Kimble Center for Legal Drafting
The Kimble Center for Legal Drafting’s mission is to produce and make available—to attorneys and consumers—legal documents that are clear and easily understandable, documents unlike anything that the public is used to seeing from attorneys.
Better Legal Drafting — for Documents of All Kinds
Every seat was taken at the inaugural legal-drafting seminar for the Kimble Center for Legal Drafting, held on Nov. 1, 2019 at WMU-Cooley's Lansing campus and through distance education at their other campuses. Three legal-drafting experts, Joseph Kimble, Mark Cooney, and Jeffrey Ammon, shared highly useful and sound advice to attorneys, interested professionals, and law students on best practices for drafting legal documents that someone can understand and want to read.
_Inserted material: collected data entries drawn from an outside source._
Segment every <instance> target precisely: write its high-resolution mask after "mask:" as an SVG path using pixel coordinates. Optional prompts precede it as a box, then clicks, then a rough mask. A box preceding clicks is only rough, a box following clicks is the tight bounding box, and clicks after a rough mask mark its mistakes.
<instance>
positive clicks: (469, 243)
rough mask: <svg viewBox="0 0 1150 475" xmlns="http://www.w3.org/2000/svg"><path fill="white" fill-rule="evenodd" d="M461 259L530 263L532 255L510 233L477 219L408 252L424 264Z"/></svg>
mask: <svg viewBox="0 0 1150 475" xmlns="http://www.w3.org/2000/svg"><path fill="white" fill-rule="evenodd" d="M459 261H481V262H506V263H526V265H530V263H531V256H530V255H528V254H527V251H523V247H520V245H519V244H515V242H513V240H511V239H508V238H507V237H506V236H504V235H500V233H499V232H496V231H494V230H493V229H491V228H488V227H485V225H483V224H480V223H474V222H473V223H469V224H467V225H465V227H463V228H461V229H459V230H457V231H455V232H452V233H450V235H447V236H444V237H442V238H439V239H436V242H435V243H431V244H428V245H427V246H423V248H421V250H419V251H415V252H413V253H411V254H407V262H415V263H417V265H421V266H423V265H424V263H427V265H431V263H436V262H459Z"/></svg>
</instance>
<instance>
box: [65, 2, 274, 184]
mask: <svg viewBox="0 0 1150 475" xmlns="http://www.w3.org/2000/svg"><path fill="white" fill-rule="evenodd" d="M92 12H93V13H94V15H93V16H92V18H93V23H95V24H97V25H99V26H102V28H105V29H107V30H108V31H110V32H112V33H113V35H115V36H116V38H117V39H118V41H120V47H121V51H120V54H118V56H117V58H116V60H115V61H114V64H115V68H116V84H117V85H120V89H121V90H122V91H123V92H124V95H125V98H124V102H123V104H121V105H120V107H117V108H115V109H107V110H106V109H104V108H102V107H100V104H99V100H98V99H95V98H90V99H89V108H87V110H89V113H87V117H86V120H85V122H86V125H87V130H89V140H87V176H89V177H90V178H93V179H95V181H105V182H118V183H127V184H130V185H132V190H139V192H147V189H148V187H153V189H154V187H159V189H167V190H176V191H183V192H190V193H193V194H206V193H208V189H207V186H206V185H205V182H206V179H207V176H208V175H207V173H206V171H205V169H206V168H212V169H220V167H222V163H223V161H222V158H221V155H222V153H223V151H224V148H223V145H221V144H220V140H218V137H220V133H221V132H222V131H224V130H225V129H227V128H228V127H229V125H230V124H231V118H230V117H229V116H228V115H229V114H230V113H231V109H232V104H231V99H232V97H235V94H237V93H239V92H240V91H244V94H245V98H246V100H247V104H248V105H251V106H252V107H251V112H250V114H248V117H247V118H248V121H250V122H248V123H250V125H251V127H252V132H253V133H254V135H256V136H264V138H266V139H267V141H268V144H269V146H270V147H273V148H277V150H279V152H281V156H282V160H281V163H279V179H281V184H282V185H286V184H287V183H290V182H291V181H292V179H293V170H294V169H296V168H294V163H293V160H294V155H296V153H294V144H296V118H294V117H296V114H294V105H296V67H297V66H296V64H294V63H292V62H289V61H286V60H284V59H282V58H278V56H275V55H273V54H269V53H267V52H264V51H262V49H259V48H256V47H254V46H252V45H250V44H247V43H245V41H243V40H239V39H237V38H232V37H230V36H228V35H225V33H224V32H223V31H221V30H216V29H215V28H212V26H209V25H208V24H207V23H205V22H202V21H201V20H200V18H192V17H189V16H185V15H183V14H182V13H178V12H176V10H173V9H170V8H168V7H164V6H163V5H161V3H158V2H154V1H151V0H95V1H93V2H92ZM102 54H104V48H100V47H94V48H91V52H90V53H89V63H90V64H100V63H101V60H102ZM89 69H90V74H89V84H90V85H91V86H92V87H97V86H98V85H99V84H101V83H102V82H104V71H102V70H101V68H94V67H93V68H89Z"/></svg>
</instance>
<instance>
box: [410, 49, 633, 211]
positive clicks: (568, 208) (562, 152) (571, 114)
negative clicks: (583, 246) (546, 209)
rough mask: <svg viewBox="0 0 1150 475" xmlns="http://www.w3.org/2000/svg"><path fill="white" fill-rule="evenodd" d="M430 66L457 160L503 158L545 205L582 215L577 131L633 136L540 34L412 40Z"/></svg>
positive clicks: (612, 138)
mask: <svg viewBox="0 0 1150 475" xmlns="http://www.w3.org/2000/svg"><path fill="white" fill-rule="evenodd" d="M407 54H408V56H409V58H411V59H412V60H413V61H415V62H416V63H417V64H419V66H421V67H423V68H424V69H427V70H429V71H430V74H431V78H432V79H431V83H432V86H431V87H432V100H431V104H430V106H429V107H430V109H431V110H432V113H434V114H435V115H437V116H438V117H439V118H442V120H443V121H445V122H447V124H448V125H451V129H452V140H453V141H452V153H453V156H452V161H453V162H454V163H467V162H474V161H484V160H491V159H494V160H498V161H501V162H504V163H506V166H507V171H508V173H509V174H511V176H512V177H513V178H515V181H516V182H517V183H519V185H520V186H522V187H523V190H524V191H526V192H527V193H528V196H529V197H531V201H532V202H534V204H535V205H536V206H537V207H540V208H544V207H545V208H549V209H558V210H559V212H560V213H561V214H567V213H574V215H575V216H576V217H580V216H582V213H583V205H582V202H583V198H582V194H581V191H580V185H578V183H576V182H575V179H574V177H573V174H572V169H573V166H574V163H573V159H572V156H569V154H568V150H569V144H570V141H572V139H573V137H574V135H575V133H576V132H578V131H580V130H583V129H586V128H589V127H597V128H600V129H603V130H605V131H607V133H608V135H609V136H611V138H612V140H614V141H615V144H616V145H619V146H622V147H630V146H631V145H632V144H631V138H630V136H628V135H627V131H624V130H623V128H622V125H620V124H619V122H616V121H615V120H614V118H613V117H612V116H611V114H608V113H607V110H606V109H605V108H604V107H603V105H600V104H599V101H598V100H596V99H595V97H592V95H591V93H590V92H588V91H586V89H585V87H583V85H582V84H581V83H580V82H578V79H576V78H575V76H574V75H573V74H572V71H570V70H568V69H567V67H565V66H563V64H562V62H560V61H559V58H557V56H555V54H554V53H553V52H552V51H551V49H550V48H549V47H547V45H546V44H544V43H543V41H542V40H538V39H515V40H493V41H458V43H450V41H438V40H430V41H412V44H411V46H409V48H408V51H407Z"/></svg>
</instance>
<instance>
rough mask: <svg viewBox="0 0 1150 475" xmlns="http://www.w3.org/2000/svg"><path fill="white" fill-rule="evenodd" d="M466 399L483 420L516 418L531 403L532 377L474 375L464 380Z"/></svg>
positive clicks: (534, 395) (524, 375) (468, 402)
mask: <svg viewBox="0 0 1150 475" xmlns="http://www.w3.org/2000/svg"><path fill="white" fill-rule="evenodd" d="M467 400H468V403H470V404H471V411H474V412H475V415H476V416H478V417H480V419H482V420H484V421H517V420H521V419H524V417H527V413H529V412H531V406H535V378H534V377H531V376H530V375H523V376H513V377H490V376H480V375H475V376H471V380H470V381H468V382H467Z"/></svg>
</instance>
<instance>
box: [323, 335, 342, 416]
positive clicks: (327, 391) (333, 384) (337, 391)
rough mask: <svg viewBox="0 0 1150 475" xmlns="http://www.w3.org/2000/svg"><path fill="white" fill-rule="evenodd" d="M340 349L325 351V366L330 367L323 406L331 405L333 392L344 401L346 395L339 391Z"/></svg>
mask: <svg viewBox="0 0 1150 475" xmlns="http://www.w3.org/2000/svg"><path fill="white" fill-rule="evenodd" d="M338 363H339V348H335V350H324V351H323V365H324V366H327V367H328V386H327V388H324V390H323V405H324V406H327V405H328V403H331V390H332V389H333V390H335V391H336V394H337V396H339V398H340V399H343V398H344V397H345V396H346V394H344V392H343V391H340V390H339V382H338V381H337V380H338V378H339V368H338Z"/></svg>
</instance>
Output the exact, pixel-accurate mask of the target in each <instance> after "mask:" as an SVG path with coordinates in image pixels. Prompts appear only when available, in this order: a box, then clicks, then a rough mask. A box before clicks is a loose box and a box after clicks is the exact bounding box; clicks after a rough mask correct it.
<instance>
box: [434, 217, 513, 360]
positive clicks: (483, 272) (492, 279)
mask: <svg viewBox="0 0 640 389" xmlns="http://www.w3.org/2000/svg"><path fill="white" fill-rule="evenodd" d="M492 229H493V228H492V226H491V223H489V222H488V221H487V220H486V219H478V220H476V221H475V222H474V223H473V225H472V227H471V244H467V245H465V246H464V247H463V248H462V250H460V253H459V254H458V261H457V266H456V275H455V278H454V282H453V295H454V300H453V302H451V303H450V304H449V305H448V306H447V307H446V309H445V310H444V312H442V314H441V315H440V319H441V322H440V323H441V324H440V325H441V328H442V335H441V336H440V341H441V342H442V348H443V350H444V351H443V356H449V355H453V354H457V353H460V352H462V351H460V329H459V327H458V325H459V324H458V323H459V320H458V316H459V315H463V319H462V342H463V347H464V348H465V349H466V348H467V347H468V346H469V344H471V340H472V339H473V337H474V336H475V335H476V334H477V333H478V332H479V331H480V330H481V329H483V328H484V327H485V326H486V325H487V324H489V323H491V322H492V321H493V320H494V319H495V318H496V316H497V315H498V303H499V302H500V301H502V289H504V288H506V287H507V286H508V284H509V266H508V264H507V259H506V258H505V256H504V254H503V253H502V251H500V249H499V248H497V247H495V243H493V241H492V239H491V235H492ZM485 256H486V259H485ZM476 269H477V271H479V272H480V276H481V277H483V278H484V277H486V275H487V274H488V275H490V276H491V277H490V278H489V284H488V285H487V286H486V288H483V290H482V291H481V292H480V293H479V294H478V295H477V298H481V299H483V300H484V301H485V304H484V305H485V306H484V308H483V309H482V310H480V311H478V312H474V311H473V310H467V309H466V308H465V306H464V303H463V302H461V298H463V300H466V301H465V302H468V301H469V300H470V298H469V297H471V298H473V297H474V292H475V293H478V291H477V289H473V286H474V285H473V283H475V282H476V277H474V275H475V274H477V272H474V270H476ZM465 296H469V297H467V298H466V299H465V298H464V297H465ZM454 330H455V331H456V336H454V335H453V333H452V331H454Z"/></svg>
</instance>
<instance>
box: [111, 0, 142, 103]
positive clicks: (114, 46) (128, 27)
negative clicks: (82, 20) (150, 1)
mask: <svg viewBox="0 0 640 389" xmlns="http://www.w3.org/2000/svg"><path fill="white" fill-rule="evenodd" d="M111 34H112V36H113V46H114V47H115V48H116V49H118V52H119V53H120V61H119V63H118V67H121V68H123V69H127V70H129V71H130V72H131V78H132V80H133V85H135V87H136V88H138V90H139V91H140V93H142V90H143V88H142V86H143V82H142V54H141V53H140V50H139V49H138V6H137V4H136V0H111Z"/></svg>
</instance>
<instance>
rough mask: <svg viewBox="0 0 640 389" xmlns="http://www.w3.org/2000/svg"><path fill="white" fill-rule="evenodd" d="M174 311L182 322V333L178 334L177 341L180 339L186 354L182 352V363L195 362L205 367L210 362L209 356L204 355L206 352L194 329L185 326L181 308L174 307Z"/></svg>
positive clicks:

The "brilliant" presentation, as one guest asserted, was generously sponsored by the State Bar of Michigan's Business Law Section.
About the Center
The Center will work with the school’s clinics and with bar associations to identify and draft the kinds of high-use documents that will most benefit the profession and the public. The Center’s Board of Advisers, now being formed, will boast some of the world’s foremost experts in plain language, information design, and user testing.
The Center also plans to offer occasional drafting seminars for practicing lawyers.
The Center is named for Joseph Kimble, a distinguished professor emeritus and internationally recognized expert on plain language and legal drafting. Professor Kimble taught legal research and writing at WMU–Cooley for more than 30 years and serves as a drafting consultant to the Standing Committee on Federal Court Rules. His work in restyling the Federal Rules of Civil Procedure and the Federal Rules of Evidence earned him two prestigious Burton Awards for Reform in Law. He has also earned a ClearMark Award and the State Bar’s John W. Reed Lawyer Legacy Award. Professor Kimble was a founding director of the Center for Plain Language, has authored three books on the value of plain language in the law and government, and has edited the Michigan Bar Journal’s “Plain Language” column for nearly three decades.